Reading (and re-reading) the 10 best novels of the 19th century.Part 1: Anna KareninaWhile I moaned and complained throughout the reading of this book, I can't deny it's literary power. This isn't a book I'd pick up to read to pass the time. You need a sense of mission or purpose when sitting down with it. It unfolds like a train wreck in painfully slow motion. Beautifully narrated at times, it can become a bit tedious in its laborious detail. I think it's also getting harder and harder for literate audiences to identify with the wealthy courting culture of the great European societies, where characters claim poverty when their annual income is cut to middle-class levels and "destitution" means having oysters and champagne fewer times a month.
That being said, Tolstoy captures the human condition better than ANY other author I've ever read. The novel captures the petty jealousies, flights of fancy and profoundly dumb social strictures that bind us, make us do dumb things and prevent us from achieving true happiness and it does so in such simple and straightforward language you kind of have to wonder how lame and literally incompetent you are that you've lived thirty years without finding the correct words to express the same ideas and sentiments. What is amazing is that in spite of the work's length, it shows surprisingly intricate structure. The fact that it was serialized in its initial publication makes that fact all the more impressive.
By sheer coincidence, I'm also reading Edmund Morris's brilliant Theodore Roosevelt biography The Rise of Theodore Roosevelt and just finished a chapter that contained a review of
Anna Karenina by Roosevelt in a letter to his sister from his Dakota ranch. In it, he professes his dislike of Anna herself and how disagreeable he thought the interweaving of Anna and Levin's stories were, being only tangentially related - going so far as to suggest that they should have been two separate novels. He did, however, find that Tolstoy showed remarkable restraint by not judging his characters when they did good or bad things, and merely related them as immutable and painful facts so ordinary to the human condition. As much as I admire and respect Teddie, I have to disagree on all counts. There's a purposeful and masterful duality of structure in the story that is meant to contrast the choices Anna makes and her fall from grace with the rise of Levin, not necessarily in material fortune, but most definitely in spiritual ones. Seeing his life unfold makes the changes occurring in Anna's all the more pitiful and painful. While it's true that he does avoid moralizing, Tolstoy most definitely means to show the reader the profoundly unhappy consequences of Anna's illicit affair and the happiness brought to Levin in the end by his industriousness and morally upright life.
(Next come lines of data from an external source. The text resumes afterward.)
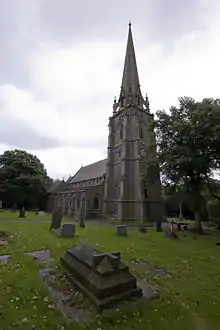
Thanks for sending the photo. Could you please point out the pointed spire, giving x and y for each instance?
(130, 80)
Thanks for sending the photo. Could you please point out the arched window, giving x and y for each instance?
(145, 192)
(121, 132)
(96, 202)
(141, 133)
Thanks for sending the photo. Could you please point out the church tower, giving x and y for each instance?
(131, 148)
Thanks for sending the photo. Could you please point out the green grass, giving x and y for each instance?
(190, 298)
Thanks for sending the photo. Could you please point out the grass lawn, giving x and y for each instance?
(190, 298)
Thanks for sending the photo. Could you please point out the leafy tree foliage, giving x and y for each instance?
(23, 180)
(188, 147)
(213, 207)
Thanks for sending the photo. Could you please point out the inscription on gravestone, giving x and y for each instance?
(103, 277)
(56, 218)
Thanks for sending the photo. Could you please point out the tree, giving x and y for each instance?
(213, 207)
(188, 147)
(23, 179)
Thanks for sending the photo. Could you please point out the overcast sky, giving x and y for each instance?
(61, 64)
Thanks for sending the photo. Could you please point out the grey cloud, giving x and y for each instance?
(161, 20)
(16, 40)
(92, 144)
(24, 24)
(17, 134)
The strength of this novel lies in the passages between rather than the chapters and the progression of the plot. Even though his characters are rich beyond most modern reader's comprehension, they suffer, triumph and revel in the same basic things. They find profundity in a blue country sky and a day of physical labor, they're at times feckless and frantic, read too much into things, get lost in their own thoughts and build mental prisons for themselves, all rendered in such splendidly vivid detail that you can't help seeing bits and pieces of yourself in almost every one of the characters. It's awkward, shocking, revelatory and kind of disgusting when you realize you've been through and probably thought some of the same crazy things, but in the end, it's genius. Tolstoy well-deserves his place on the pinacle of the all-time best lists.